Neste domingo (31), Castroneves está em Detroit para o Chevrolet Detroit Grand Prix, válido como a oitava etapa do NTT IndyCar Series, disputado nas ruas do centro da maior cidade do estado de Michigan. É a primeira corrida do campeonato após a Indy 500. O piloto não esconde a emoção ao relembrar a prova: apesar da frustração de ver o sonho do quinto título escapar por detalhes, falta-lhe palavras para descrever a alegria de ver a equipe da qual se tornou sócio em 2024 vencer justamente em Indianápolis.
Um dado curioso é que a Meyer Shank Racing possui apenas duas vitórias na IndyCar até o momento, e ambas foram conquistadas em Indianápolis. A primeira ocorreu em 2021, com o próprio Castroneves como piloto; a segunda veio agora, com Felix Rosenqvist, marcando a primeira vitória da equipe desde que o brasileiro se tornou sócio. Castroneves destaca a forma como a vitória foi obtida e também o excelente desempenho de Marcus Armstrong, que lutou pela liderança e terminou na sexta posição.

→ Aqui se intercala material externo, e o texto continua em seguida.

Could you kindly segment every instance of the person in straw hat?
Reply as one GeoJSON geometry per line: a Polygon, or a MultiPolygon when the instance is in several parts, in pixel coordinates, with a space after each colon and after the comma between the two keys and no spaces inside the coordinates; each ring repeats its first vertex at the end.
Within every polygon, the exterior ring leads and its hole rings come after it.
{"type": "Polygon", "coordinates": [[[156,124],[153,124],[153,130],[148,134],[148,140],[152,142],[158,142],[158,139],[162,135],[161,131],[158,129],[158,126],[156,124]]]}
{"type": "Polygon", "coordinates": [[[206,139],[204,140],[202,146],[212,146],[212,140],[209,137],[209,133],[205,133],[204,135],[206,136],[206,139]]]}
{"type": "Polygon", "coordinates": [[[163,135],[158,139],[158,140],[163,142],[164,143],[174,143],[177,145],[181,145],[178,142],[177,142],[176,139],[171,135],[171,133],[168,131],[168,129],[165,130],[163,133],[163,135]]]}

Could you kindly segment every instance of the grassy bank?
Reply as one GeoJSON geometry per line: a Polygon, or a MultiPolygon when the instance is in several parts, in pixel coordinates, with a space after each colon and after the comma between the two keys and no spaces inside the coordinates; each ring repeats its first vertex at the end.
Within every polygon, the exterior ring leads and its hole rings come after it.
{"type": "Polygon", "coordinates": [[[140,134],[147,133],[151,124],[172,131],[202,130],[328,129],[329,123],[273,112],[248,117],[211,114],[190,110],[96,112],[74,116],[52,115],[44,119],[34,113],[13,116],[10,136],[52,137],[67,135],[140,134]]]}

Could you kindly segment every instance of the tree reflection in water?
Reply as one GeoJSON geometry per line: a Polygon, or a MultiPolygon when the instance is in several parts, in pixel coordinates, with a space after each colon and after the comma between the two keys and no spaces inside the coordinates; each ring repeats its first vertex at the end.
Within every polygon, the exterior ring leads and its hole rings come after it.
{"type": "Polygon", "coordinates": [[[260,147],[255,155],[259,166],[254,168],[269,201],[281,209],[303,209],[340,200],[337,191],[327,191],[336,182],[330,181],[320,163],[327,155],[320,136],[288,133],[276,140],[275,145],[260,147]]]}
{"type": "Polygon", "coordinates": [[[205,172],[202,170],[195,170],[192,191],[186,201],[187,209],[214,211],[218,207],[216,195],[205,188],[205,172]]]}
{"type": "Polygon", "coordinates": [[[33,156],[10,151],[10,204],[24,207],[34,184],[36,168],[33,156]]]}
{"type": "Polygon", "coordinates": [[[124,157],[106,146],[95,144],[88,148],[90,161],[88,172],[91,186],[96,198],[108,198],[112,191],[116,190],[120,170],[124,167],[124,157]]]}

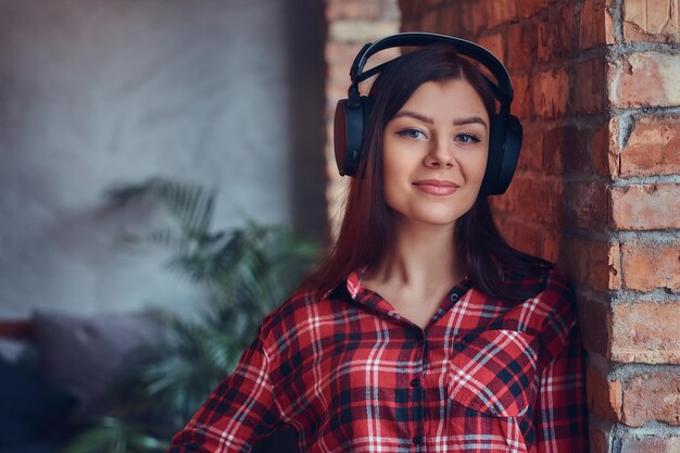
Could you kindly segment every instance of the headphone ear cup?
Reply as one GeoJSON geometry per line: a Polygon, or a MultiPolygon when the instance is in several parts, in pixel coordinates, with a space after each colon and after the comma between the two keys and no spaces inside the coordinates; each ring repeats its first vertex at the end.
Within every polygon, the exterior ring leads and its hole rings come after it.
{"type": "Polygon", "coordinates": [[[505,193],[513,180],[519,150],[521,149],[521,124],[516,116],[495,115],[489,134],[489,159],[481,183],[480,194],[505,193]]]}
{"type": "Polygon", "coordinates": [[[505,143],[494,194],[505,193],[507,186],[509,186],[515,175],[517,161],[519,161],[519,151],[521,150],[522,128],[519,118],[513,115],[507,115],[503,118],[505,125],[503,128],[505,131],[505,143]]]}
{"type": "Polygon", "coordinates": [[[341,99],[336,104],[333,150],[340,176],[356,176],[364,135],[364,118],[368,116],[370,105],[370,99],[364,96],[357,101],[341,99]]]}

Em relação à sua própria corrida, Castroneves admite que ficou frustrado, especialmente após o sistema híbrido quebrar a poucas voltas do fim. Mesmo que não tivesse abandonado, ele já estava longe das primeiras colocações, em grande parte devido a uma estratégia que não funcionou e a problemas nos boxes. A equipe adotou duas abordagens: uma mais conservadora para Rosenqvist e Armstrong, visando suas posições no campeonato, e outra mais arriscada para Castroneves, que poderia resultar em tudo ou nada. A estratégia conservadora se mostrou a mais acertada, já que ambos os pilotos estavam em condições de vencer na última volta.
Segundo o ditado de que Indianápolis “escolhe” seu vencedor, Castroneves acredita que o escolhido desta edição foi Felix Rosenqvist. Discreto e focado, o sueco mostrou velocidade desde os treinos e por pouco não conquistou a pole position. Na corrida, foi simplesmente fantástico e mereceu a vitória. O brasileiro também elogiou Marcus Armstrong, que fez uma prova brilhante, comprovando a qualidade dos pilotos titulares da equipe.
Agora, o foco é buscar um bom resultado em Detroit, antes de retornar ao Brasil em algumas semanas para dar continuidade ao trabalho no BRB Stock Car Pro Series pela Mercado Livre Racing. Castroneves encerra a coluna agradecendo aos leitores e prometendo reencontrá-los na semana seguinte.